To perform this study, cells were grown in 25 mL of GPY media (2% glucose, 0.5% yeast extract, and 0.5% peptone) for 24 h at 28 °C with shaking (120 rpm). Then, yeasts were recovered and resuspended in 200 mL of molasses media (5 g/L molasses, 0.5 g/L (NH4)2HPO4, 0.0006 g/L biotin. pH 5–5.5 adjusted with HCl) and incubated for 24 h at 28 °C with shaking (140 rpm). All the cells were recovered by centrifugation, washed with water, and centrifuged again to recover the cells as dry as possible. 0.4 g of yeast biomass was resuspended in 15 mL of NaCl solution (27 g/L) for 15 min at 30 °C in 50 mL bottles. Later, 15 mL of LD solution (previously tempered) was added to each culture. Flasks were closed with stoppers and airlocks and incubated at 30 °C with 140 rpm of shaking. CO2 release was monitored by mass loss, measuring the weight every 15 min for 4 h.

Survival at low pH and different concentrations of bile salts

Survival and growth under gastrointestinal conditions were investigated by incubation at 37 °C in pH 2.5 and 0.3% (w/v) bile salts (Oxgall, Difco). Experiments were carried out as in Pedersen et al.44 with few modifications. Yeasts were grown in 5 mL of YNB media (6.7 g/L of complete yeast nitrogen base and 10 g/L glucose, pH 5.4) for 48 h at 30 °C. Cells were harvested by centrifugation (10 min at 3000g at room temperature), washed with distilled water, and adjusted to an OD600 of 4. The experiment was performed in 48 microwell plates and a SPECTROstar Omega 470 (BMG Labtech, Offenburg, Germany). In each microwell, 20 µL of the cell culture and 380 µL of the media (YNB, YNB pH 2.5 or YNB containing 0.3% (w/v) of bile salts) were mixed (final cell concentration of 2 × 106cell/mL). Wells without inoculation were used as a negative control and inoculated YNB as a positive control.

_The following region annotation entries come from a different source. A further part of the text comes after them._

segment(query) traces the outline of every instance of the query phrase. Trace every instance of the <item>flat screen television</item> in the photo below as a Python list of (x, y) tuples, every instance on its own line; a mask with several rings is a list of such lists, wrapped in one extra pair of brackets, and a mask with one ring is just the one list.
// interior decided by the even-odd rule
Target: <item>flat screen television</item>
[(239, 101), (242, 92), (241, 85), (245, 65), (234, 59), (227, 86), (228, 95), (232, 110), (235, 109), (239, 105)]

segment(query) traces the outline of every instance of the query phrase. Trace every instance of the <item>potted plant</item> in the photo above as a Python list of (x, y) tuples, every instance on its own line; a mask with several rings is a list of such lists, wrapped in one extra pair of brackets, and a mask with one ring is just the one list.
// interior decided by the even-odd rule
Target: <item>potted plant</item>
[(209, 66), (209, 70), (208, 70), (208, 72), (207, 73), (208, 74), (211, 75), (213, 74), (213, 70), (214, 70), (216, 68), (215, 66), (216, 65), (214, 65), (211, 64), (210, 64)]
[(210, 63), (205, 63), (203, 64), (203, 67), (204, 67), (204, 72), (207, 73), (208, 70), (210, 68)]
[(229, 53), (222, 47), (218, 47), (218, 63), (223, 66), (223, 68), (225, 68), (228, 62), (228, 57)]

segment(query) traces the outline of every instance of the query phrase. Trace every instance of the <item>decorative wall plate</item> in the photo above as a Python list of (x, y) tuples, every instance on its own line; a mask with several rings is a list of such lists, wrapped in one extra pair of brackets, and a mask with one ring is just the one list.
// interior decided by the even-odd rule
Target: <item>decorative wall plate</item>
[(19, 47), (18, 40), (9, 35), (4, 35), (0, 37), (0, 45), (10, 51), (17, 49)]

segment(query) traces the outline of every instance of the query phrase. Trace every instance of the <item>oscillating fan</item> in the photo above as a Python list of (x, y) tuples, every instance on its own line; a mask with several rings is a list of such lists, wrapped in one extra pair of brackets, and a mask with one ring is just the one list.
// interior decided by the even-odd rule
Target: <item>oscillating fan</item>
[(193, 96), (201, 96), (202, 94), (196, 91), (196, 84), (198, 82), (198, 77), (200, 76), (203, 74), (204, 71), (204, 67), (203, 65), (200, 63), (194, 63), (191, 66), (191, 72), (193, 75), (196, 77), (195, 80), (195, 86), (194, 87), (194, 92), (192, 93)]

Plates were incubated at 37 °C and each experiment was done 5 times. Changes in optical density were measured in the plate reader (Spectrostar) every half an hour until 24 h. Yeast growth was determined as the area under the growth curve. The growth rate for the yeasts in pH 2.5 and 0.3% (w/v) bile salts was calculated relative to their growth rate in YNB, which was used as a positive control of growth. T-test for independent data was used to analyze the data.